What You Will Need to Get Started
- Adult day care providers need special licensing, and each state is different. For more information on licensing visit the National Adult Day Services Association.
- You don’t need a college degree to become an adult day care provider, but you will be required to get special training. Having a Certified Nurse’s Aide certification is helpful, and might even be mandatory depending on where you’re located.
- Before you get started, you should talk to an attorney about forming a legal business entity, such as an LLC, Inc., S-Corp, etc. You should also have an attorney design and review all the contracts you’ll use with your clients. The legal and certification costs could be thousands of dollars, but you will save time and money by handling things properly. Breaking the law when it comes to caring for the elderly can result in jail time, so make sure to cover your bases with professional legal help.

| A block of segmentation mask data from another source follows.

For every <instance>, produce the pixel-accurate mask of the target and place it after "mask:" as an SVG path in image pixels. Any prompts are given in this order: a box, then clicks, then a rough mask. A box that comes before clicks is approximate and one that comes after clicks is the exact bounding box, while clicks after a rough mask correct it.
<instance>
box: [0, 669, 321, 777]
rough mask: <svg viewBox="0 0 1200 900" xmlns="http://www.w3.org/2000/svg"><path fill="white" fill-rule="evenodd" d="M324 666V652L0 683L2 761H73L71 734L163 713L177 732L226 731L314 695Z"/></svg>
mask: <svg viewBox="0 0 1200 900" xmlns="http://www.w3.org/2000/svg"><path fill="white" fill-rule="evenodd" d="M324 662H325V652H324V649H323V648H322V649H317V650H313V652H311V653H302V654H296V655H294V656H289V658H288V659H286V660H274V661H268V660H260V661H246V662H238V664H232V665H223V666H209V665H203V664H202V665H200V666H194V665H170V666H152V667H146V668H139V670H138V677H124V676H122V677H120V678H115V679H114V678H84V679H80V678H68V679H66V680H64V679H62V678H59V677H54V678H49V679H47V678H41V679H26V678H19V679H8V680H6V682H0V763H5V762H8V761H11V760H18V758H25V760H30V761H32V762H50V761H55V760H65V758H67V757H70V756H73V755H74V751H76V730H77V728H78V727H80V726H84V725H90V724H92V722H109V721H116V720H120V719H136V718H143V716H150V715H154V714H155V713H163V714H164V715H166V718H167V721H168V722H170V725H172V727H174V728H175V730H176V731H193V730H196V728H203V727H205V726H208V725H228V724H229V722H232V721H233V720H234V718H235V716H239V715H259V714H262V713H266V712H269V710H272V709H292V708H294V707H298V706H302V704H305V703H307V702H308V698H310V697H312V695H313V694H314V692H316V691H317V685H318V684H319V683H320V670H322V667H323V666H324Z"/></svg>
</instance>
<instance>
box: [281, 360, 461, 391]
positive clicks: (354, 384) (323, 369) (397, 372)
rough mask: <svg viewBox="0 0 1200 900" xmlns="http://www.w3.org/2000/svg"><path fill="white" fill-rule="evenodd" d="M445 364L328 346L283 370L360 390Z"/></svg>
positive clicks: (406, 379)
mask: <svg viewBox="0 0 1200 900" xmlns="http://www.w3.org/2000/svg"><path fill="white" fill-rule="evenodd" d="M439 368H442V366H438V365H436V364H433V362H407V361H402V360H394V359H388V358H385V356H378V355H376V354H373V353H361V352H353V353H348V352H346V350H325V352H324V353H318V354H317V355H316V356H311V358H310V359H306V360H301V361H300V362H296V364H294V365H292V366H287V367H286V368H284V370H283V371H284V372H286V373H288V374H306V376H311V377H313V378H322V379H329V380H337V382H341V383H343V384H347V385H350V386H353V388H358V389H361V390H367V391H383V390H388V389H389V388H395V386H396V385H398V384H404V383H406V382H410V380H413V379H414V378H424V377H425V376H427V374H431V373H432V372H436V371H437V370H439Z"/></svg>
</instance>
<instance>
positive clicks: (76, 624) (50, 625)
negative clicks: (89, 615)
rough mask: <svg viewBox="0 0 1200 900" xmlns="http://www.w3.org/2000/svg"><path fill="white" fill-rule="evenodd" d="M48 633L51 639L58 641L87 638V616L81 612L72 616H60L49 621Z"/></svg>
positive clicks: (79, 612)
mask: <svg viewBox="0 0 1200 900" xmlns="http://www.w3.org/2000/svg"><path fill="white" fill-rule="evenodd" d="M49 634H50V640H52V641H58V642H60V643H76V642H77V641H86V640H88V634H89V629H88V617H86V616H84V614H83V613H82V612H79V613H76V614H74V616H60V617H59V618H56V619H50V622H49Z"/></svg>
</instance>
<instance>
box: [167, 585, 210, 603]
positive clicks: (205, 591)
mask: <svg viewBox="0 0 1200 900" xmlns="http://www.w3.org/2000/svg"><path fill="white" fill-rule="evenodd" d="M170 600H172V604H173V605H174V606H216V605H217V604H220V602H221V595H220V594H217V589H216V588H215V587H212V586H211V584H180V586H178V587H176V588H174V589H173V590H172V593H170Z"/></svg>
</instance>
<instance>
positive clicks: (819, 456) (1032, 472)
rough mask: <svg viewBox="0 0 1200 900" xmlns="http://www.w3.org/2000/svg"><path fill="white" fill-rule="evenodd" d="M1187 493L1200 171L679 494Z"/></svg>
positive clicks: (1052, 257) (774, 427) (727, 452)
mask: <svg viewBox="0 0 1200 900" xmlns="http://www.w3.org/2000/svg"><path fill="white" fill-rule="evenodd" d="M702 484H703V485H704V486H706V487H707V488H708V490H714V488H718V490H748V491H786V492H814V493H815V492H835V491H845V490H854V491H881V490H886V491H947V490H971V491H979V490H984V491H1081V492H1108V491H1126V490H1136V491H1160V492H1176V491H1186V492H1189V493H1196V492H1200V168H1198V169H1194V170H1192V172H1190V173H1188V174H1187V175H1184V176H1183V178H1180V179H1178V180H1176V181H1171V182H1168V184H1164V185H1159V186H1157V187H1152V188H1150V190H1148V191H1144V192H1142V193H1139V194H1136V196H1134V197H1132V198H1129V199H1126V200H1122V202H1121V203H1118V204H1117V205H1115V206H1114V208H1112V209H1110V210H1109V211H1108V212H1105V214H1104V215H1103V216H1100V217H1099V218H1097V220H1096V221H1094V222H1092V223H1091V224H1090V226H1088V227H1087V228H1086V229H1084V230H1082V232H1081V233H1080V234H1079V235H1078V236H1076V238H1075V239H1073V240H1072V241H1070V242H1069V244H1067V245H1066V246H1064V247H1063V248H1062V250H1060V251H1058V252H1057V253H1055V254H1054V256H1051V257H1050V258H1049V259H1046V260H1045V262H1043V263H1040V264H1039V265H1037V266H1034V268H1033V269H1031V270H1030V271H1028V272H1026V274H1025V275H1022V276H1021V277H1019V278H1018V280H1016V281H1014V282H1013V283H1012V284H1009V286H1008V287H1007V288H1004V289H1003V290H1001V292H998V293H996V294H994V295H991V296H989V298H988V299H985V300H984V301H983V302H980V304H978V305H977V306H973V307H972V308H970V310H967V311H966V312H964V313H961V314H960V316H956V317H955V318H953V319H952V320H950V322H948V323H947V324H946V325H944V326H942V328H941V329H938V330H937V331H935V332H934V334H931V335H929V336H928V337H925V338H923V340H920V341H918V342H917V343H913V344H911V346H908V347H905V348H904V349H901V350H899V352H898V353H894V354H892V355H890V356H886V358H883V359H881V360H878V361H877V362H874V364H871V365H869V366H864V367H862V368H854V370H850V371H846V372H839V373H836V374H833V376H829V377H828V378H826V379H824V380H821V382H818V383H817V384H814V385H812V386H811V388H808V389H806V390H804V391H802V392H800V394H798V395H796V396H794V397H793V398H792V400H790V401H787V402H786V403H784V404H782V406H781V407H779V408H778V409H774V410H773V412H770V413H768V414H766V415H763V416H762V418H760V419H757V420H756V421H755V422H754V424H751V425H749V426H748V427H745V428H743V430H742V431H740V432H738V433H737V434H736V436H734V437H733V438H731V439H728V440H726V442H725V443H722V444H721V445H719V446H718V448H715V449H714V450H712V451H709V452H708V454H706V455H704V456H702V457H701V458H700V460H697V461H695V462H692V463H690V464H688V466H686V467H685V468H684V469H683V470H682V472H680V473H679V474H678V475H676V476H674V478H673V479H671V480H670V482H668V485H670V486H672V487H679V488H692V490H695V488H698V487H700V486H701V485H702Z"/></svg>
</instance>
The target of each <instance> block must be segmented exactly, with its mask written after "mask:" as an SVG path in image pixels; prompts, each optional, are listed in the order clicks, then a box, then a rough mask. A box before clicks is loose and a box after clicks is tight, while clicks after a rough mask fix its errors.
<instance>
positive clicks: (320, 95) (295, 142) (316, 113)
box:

- Speak with your doctor or other local health care providers to see if they’ll allow you to advertise your services in their office, or better yet, if they’d be willing to refer clients to you.
- Some adult day care providers also provide transportation for their clients. If you plan on providing transportation, make sure you have a good, reliable vehicle, a valid license and proper insurance.
How Much Can I Make?
- Your income will vary depending on where you’re located and what services you provide (transportation, meals, etc.), but most adult day care providers charge $50-100 per day.